Data
Data collection began in May 2013 and ended in November 2020. We had to stop because the NEA had changed their website design in a way that is very challenging for data collection. To promote research and communal participation, we hope that the NEA will publish detailed non-aggregated data in machine-friendly formats.
It has been a good 7 years. Thank you for your support! We will continue to publish the existing data here.
The dengue dataset has two parts:
- PDF files in a public Google Drive folder. There are two types of files — "clusters" record the location and size of dengue clusters, whereas "cases" show the daily and weekly reports of new dengue cases.
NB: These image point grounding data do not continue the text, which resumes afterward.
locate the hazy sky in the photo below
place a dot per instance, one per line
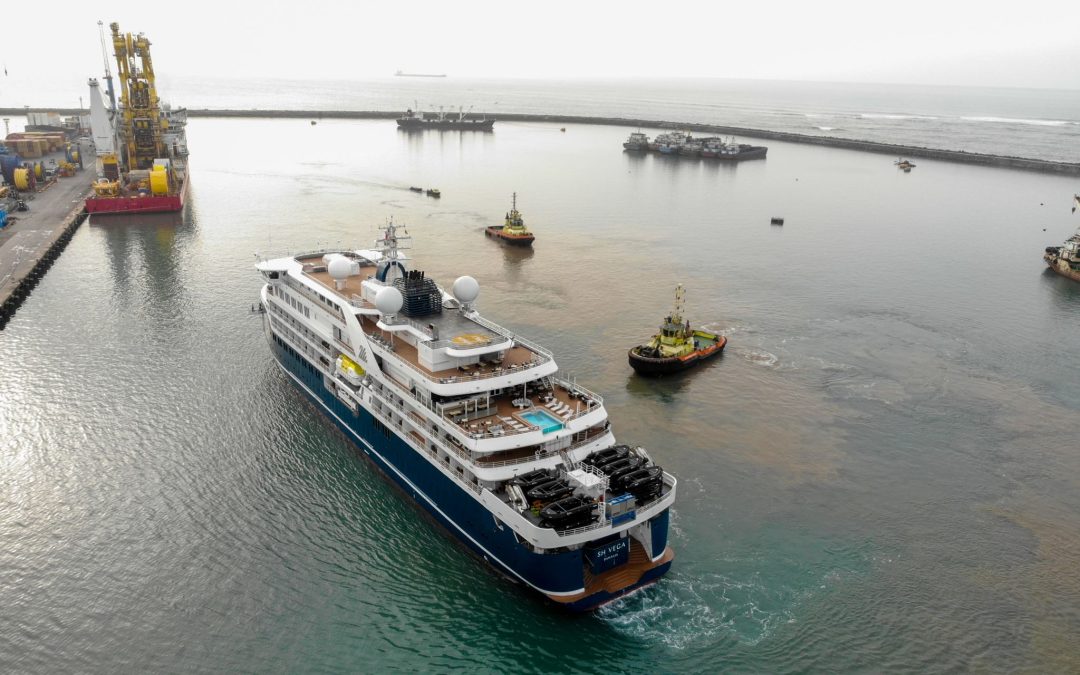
(1033, 43)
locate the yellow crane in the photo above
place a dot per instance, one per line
(142, 123)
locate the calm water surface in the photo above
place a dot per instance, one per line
(880, 472)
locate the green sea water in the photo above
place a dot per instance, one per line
(879, 474)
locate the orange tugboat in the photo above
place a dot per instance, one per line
(513, 230)
(676, 347)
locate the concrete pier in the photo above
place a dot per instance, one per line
(29, 246)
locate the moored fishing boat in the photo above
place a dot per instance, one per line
(734, 151)
(636, 143)
(676, 347)
(474, 422)
(415, 120)
(513, 230)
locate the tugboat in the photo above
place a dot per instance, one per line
(636, 143)
(415, 120)
(676, 347)
(513, 230)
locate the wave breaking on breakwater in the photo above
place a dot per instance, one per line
(835, 142)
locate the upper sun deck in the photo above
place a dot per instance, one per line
(447, 347)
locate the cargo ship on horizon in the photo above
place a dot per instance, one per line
(402, 73)
(142, 145)
(475, 423)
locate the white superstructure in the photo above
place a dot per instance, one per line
(470, 397)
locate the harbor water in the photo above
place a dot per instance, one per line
(878, 474)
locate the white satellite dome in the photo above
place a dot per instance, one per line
(339, 267)
(466, 289)
(389, 300)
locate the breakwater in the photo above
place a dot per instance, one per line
(832, 142)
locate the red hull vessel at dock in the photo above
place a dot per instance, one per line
(138, 203)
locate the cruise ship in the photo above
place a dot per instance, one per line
(472, 421)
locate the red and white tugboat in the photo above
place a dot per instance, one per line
(676, 347)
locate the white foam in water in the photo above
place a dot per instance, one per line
(1018, 121)
(682, 612)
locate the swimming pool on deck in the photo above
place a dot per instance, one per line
(544, 420)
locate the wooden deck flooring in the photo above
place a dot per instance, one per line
(620, 578)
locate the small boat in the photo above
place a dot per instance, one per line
(1065, 259)
(636, 143)
(415, 120)
(568, 512)
(733, 151)
(676, 347)
(643, 484)
(513, 230)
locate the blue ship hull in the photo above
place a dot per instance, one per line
(444, 499)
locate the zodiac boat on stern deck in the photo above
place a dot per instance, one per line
(474, 422)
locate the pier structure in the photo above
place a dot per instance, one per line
(34, 239)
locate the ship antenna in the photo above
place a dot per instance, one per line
(677, 313)
(108, 72)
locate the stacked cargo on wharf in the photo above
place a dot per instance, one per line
(473, 421)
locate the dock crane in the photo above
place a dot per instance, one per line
(142, 124)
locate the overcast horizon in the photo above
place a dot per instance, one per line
(921, 43)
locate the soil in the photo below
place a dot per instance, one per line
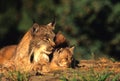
(84, 68)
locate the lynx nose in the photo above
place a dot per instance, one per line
(52, 43)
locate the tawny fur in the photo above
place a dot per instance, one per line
(37, 41)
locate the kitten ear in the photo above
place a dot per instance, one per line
(72, 49)
(35, 28)
(52, 24)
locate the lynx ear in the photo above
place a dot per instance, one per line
(52, 24)
(72, 49)
(35, 28)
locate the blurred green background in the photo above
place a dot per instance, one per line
(93, 26)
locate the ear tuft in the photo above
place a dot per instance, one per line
(35, 28)
(52, 24)
(72, 49)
- PDF converted to CSV files on best effort basis. Disclaimer: we cannot guarantee perfect conversion because of dirty data e.g. wrong / misspelled / duplicate addresses.
Each file is a snapshot of the National Environment Agency's (NEA) webpage that was taken on a certain date. Hence, filenames contain YYMMDD date format to denote when data was collected (e.g. 12 August 2014 is written as 140812). This file-naming convention allows the files to be sorted in chronological order of data capture.
Data is collected twice a week since May 2013 (except for a gap in October 2013). To date, we had collected 250+ snapshots. We are sharing this dataset because detailed historical data is not available on NEA's website (only current information is shown).
The dataset is also available in a machine-friendly format known as Comma-Separated Values (CSV). Every PDF file is converted into CSV format. Each row in the CSV file represents a single location where dengue cases are reported.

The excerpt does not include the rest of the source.